Methods. We evaluated the 2 routes of transmission risk with predictors of sexually transmitted infections (percentage women of childbearing age, birthrate, gonorrhea and chlamydia rates, concentrated disadvantage) as a surrogate for unprotected sexual activity and the demographic distribution of the A. aegypti mosquito across 3108 counties in the contiguous United States.

Results. We found that 507 counties had the highest risk of virus exposure via mosquito vector or unprotected sexual activity; these were concentrated in southern states extending northward along the Atlantic coast and southern California, with the highest predicted risk in Mississippi counties.

Conclusions. Identifying areas with higher transmission risk can inform prevention strategies and vector control, and assist in planning for diagnosis and treatment.


The Zika virus has recently burst onto the scene in the Americas, particularly Brazil.

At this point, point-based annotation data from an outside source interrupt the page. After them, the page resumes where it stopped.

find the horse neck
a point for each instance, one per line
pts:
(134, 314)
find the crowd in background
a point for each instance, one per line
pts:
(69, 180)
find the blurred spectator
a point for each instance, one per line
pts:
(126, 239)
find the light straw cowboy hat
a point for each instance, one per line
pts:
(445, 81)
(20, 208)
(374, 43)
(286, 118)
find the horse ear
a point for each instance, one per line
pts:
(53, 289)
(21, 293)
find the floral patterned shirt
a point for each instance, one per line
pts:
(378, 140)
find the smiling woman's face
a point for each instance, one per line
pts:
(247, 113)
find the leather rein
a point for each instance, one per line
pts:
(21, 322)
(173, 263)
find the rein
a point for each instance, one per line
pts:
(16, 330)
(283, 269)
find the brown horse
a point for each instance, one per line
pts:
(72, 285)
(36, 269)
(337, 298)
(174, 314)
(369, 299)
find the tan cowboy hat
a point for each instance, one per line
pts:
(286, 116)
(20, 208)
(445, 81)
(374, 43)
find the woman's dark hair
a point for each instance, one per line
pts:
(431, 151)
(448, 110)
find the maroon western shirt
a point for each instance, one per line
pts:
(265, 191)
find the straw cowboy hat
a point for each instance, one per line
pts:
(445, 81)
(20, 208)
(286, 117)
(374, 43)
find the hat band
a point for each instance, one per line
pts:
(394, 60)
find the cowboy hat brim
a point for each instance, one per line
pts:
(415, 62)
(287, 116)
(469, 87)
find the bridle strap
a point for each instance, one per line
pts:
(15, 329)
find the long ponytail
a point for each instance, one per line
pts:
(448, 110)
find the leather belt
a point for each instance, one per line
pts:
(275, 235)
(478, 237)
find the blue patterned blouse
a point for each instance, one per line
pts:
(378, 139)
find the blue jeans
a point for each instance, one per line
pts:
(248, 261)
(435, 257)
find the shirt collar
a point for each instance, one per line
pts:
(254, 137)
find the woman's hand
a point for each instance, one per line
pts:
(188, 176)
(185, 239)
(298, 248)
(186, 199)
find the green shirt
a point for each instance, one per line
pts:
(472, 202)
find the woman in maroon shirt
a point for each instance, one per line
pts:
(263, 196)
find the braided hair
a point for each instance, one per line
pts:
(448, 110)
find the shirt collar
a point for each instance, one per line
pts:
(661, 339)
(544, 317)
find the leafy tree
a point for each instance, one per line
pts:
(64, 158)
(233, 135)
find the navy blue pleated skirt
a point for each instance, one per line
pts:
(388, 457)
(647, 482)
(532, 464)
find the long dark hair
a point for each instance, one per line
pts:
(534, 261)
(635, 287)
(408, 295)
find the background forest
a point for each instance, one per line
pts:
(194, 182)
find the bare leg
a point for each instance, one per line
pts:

There has been a dramatic rise in cases of both microcephaly and Guillain-Barré syndrome associated with the introduction of the Zika virus.1,2 The evidence directly associating the Zika virus with these conditions has recently implicated Zika as a primary cause for both conditions.2 This virus, once thought of as a mere nuisance, has taken on increased importance with the previous declaration of a Public Health Emergency of International Concern by the World Health Organization.3 On the basis of these latest actions, public health measures have focused on decreasing the risk of infection to pregnant women, as well as women of childbearing age.4,5

The virus has at least 2 known methods for transmission—via a mosquito vector and by sexual transmission.6–8 The mosquito vector, specifically the Aedes aegypti species, is the same mosquito that carries the dengue and chikungunya viruses, and is thought to be the primary method for infection.9 However, recent reports suggest that the Zika virus can survive within semen for significant amounts of time and, thus, the sexual transmission route of infection may be significantly underestimated.5,6 Because of this, infection with the Zika virus may have significant long-term effects on sexual and reproductive health in addition to the neurological sequelae in newborns. The sexual transmission route is also concerning because sexually transmitted infections (STIs) tend to cluster geographically and occur disproportionately in areas with higher concentrated disadvantage10,11 and limited access to sexual health resources (e.g., condoms, contraception, abortion).12,13 It is currently unclear how efficient the sexual transmission of the Zika virus is, which has limited some of the prevention efforts.5 Namely, the relative transmission risk between mosquito-borne and sexual transmission is unclear.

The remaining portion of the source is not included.